# City Grill Gulf Shores



## Jim/Ga (Oct 20, 2007)

Would like to invite any of you Gulf Shores area members to try our food. We have been getting nothing but great reviews from customers that have given us a try. Many have told us that our stuffed burgers are the best they have ever had. Most of our meats are cooked on premise and we are doing daily specials like meat loaf or fried chicken with fresh cooked sides like 3 cheese mac &cheese and fresh veggies. Would really appreciate your giving us a try and letting me know what you think.

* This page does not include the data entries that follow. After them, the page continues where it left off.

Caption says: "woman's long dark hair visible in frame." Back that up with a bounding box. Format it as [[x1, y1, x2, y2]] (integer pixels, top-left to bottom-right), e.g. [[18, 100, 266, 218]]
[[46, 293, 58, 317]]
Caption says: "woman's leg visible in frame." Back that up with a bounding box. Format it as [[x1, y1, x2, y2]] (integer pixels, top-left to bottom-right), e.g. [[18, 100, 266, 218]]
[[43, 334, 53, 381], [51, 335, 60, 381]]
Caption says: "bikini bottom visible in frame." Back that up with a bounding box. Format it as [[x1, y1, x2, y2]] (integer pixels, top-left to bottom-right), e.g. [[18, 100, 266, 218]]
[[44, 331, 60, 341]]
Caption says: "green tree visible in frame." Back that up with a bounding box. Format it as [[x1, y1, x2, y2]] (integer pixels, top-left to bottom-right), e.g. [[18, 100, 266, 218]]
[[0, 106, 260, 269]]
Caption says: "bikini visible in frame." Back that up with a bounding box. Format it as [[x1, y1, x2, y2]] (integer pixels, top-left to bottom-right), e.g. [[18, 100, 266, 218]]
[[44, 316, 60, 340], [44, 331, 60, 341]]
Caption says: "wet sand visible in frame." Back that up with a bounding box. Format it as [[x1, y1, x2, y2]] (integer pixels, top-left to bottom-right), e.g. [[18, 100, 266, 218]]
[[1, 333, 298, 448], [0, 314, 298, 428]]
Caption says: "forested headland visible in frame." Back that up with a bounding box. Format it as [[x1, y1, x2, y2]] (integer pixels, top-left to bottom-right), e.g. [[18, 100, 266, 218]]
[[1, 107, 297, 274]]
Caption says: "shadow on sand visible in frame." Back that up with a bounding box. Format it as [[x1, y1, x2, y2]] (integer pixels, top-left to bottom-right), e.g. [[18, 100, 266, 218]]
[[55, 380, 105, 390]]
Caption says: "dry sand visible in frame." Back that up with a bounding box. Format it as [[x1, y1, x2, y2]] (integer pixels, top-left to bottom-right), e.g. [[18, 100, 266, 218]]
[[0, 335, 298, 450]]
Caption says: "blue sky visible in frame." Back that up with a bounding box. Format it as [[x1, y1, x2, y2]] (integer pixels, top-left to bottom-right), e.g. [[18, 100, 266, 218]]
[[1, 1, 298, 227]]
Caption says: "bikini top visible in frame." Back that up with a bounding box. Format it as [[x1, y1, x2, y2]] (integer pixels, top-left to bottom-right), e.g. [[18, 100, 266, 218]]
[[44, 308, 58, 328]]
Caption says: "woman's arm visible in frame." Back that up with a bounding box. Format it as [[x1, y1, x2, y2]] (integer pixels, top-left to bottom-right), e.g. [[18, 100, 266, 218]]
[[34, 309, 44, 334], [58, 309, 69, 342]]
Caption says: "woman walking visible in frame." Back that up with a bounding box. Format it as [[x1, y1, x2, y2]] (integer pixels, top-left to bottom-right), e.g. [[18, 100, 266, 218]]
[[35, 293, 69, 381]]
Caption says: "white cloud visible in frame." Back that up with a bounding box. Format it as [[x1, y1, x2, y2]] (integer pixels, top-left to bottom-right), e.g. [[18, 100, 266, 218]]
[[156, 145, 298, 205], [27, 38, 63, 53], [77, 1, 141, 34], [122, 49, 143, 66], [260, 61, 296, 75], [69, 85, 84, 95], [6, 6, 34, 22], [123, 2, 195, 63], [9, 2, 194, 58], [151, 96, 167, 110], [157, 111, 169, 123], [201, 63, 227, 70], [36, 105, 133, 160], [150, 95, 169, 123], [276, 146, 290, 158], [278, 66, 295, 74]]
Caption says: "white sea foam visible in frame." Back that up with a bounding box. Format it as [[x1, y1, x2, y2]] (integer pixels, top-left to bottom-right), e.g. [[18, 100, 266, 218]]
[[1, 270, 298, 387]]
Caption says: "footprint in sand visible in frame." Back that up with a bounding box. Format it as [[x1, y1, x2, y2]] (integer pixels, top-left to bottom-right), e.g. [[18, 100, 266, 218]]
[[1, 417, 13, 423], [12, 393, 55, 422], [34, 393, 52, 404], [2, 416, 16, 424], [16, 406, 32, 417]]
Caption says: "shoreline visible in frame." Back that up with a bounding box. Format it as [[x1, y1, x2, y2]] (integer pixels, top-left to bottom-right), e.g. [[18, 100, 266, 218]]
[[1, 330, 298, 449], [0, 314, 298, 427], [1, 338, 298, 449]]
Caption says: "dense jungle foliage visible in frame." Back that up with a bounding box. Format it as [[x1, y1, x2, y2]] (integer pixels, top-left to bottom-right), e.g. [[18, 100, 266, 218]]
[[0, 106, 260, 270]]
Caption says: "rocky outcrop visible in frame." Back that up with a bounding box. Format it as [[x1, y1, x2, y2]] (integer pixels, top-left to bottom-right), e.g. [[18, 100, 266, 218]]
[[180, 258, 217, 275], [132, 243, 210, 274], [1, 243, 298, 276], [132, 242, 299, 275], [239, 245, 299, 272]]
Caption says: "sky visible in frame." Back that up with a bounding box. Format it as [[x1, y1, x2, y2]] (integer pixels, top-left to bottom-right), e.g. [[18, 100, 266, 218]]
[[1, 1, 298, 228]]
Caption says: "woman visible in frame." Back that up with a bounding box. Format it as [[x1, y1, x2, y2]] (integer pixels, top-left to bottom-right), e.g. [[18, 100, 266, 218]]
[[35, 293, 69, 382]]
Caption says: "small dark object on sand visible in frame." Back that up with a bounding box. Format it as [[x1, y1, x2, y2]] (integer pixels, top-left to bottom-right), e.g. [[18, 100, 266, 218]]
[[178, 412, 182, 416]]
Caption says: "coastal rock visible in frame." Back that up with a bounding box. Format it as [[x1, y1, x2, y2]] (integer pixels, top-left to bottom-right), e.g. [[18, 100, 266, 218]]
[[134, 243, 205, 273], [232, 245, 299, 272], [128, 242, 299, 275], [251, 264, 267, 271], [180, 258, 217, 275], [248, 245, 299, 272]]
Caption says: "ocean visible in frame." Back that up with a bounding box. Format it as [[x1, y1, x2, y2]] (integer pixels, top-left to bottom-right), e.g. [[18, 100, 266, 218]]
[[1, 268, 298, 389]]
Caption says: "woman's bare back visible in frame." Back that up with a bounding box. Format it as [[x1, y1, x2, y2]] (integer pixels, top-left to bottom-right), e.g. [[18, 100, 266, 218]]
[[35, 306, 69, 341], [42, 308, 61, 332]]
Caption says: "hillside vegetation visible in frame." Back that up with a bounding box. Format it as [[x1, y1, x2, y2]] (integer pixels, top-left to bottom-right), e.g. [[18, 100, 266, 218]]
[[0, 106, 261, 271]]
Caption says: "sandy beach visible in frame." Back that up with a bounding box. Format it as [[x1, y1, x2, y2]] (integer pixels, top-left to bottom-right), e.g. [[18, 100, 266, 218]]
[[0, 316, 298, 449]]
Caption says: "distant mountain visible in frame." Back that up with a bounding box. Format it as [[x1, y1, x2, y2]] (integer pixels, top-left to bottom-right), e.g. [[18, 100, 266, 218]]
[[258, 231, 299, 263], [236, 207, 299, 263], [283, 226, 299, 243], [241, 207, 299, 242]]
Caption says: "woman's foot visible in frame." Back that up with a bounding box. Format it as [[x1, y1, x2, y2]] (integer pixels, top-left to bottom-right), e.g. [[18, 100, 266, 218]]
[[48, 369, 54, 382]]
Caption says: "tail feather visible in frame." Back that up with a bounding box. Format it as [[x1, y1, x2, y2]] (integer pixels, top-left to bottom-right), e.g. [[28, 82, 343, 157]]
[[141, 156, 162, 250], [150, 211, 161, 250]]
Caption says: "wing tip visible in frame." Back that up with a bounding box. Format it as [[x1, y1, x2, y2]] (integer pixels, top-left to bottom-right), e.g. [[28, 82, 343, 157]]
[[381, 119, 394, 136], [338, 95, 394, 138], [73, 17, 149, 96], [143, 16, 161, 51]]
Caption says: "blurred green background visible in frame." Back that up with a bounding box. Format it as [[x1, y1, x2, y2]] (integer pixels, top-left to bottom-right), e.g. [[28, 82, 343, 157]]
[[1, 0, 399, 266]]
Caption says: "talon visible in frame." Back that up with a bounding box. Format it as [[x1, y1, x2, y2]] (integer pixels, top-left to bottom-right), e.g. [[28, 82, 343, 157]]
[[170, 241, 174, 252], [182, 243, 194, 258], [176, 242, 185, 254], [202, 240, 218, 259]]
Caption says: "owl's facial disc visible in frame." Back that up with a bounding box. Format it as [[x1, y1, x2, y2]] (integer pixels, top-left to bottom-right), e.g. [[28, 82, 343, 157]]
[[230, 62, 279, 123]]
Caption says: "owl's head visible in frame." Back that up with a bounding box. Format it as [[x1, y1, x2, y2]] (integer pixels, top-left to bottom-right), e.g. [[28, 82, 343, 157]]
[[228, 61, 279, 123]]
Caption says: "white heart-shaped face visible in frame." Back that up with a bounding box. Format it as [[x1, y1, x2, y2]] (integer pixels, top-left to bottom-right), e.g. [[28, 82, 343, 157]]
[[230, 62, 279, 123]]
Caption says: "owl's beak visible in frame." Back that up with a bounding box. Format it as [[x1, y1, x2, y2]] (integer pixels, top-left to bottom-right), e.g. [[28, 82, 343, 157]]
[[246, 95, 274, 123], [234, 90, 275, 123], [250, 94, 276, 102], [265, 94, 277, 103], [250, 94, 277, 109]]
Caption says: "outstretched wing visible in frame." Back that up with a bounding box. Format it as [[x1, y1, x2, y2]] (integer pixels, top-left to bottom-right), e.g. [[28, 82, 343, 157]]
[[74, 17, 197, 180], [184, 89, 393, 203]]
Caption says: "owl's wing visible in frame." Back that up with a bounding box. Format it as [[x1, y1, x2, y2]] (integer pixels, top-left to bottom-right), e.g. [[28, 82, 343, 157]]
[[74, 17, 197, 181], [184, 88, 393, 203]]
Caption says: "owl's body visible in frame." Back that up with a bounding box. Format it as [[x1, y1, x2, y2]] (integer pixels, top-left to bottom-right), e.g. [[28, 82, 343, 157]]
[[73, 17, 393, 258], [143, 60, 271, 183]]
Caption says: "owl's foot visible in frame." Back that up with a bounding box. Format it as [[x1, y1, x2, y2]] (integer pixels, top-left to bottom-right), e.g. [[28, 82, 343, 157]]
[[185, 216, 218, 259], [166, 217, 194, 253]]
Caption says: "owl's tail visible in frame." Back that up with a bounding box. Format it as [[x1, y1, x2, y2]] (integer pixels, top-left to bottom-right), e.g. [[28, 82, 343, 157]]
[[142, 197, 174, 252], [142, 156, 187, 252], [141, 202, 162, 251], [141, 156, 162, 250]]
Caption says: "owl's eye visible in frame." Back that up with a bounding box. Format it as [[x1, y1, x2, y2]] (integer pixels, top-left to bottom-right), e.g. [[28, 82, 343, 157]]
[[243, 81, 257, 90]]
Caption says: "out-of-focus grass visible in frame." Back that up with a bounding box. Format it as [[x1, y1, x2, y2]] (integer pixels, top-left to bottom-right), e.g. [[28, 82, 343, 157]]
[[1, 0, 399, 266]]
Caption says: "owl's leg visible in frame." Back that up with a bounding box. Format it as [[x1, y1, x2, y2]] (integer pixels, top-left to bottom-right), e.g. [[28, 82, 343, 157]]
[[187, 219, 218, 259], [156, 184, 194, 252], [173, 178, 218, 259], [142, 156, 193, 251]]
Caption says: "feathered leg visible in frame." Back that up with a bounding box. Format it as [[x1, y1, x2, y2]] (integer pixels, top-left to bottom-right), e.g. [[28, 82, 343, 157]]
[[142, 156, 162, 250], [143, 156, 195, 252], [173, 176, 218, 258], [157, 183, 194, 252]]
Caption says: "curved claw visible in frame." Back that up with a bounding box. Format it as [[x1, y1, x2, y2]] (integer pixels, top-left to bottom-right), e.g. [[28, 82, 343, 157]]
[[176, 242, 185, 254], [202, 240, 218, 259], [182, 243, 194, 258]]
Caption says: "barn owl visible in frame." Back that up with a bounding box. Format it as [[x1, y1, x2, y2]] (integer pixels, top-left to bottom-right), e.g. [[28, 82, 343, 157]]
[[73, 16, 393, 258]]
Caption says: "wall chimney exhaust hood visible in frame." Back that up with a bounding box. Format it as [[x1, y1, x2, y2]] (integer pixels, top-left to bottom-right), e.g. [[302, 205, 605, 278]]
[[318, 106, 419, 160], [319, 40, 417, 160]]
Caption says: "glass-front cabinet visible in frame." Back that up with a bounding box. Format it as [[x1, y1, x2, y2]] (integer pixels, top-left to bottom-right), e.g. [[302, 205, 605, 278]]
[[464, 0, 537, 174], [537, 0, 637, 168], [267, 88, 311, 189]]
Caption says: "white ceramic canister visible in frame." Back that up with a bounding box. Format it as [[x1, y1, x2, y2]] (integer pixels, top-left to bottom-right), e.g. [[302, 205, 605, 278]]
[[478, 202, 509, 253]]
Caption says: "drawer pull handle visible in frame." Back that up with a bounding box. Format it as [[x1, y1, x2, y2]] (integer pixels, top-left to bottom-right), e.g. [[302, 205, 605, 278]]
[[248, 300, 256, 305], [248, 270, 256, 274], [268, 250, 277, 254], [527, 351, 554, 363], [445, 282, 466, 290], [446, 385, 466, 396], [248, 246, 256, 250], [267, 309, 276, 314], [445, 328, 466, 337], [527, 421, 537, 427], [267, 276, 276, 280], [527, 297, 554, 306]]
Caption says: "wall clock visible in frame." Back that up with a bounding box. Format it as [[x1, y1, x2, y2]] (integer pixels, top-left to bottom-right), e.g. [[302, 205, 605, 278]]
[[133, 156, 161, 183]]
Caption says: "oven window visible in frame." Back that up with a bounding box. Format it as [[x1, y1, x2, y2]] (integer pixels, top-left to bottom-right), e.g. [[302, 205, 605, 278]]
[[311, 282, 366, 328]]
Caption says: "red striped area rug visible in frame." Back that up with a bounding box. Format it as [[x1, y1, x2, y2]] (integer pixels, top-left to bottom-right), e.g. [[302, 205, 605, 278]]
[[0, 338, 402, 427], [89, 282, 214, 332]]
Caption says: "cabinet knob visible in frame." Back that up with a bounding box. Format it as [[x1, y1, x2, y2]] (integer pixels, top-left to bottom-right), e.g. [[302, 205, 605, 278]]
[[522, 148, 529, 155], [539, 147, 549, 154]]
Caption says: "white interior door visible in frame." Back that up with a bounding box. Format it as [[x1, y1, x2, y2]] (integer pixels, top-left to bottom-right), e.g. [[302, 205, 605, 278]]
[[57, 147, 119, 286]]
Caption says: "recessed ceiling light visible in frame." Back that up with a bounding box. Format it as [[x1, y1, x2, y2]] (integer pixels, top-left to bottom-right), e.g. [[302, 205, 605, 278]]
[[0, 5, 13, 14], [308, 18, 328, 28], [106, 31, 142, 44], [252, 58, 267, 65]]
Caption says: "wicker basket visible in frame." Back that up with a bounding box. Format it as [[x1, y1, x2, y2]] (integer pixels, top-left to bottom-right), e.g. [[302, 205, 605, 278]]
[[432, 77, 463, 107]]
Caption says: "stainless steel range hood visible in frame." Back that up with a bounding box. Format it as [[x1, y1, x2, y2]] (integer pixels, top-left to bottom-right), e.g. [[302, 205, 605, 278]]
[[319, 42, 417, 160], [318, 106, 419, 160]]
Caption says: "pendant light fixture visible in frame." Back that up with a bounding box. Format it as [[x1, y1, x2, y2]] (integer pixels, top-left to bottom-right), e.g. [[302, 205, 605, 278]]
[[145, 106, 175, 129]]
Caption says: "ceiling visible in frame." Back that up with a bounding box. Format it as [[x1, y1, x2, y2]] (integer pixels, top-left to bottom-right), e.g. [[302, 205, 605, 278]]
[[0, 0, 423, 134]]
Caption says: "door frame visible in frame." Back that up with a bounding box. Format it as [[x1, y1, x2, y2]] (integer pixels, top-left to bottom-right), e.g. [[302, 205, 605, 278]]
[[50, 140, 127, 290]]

We are serving lunch from Monday through Friday 11-3 .


----------



## AUtiger01 (Oct 17, 2007)

Where are you located in Gulf Shores?


----------



## Jim/Ga (Oct 20, 2007)

*City Grill*

Our street address is 2200 East 2nd Street Gulf Shores, AL 36542-3195
(251) 223-4202.Thanks for asking and hope to see you there. My son ,matt ,runs the place ,but I try to get down there every chance I get.


----------



## Jim/Ga (Oct 20, 2007)

*Stuffed Bacon Cheese burger*

Our chef has perfected the stuffed Burger and they are getting rave reviews. Check this bad boy out!
:thumbup:


----------



## AUtiger01 (Oct 17, 2007)

City Grill has GREAT burgers. Made it there today for lunch and will definitely be back. If you are in Gulf Shores, give 'em a try.


----------